New Scientist shines some realism into the Higgs-hype in reporting (by Slezak and Grossman, 14 July) from some of the scientists involved
“…beginning of the end of the standard model” (Georg Weiglein)
Rates of decay into pairs of other particles are different from predicted (especially the decay into photon pair), so that the Higgs could be a composite (Alex Pomarol), not a fundamental particle after all.
Higgs doesn’t cover photons which, being mass-less, are supposed to slip unhindered through the Higgs field. It tells us nothing about the neutrino, perhaps also mass-less. Nor does it cover the majority of matter in the galaxy – “dark matter”.

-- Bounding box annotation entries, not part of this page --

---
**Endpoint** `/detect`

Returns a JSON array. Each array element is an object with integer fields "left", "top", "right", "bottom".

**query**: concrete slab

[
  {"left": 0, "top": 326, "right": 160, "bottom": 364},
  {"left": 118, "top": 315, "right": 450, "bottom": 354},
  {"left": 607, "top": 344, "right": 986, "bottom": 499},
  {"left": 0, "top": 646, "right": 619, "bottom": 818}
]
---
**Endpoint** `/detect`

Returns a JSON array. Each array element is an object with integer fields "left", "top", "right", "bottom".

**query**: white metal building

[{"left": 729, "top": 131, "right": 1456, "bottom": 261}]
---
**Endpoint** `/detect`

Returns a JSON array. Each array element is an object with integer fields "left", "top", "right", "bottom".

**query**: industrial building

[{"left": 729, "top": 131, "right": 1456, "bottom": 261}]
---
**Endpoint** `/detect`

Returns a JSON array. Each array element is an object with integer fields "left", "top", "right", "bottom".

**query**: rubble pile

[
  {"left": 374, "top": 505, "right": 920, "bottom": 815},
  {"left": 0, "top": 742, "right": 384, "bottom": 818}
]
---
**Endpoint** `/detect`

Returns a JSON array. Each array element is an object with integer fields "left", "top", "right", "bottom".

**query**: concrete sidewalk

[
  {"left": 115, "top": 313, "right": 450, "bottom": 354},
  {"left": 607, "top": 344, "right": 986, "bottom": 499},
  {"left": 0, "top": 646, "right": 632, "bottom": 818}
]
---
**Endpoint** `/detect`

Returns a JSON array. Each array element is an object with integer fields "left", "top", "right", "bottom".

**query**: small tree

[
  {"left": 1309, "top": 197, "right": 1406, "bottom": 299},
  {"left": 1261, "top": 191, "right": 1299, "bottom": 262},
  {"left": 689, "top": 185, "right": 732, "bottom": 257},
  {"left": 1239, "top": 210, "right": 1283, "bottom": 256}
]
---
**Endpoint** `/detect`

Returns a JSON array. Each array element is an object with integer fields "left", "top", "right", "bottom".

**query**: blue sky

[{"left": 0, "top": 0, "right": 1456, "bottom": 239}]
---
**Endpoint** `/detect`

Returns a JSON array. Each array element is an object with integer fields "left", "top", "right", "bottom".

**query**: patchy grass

Rather than the discovery of the Higgs being a keystone, they now say the standard model doesn’t include gravity and gravitons and quote Steven Weinberg “it’s crucial to keep looking for a more comprehensive theory”.
Lisa Grossman changed her tune from only one week earlier (Let the Higgs games begin, New Scientist, 7th July) when she claimed the ‘standard’ “model is one of the most successful in physics” and wrote than knowing the Higgs’ mass should give us a theory explaining the varied masses of ‘fundamental’ particles, dark matter and gravity. A severe affliction of hope trumping reason, as spawned ‘Higgsteria‘.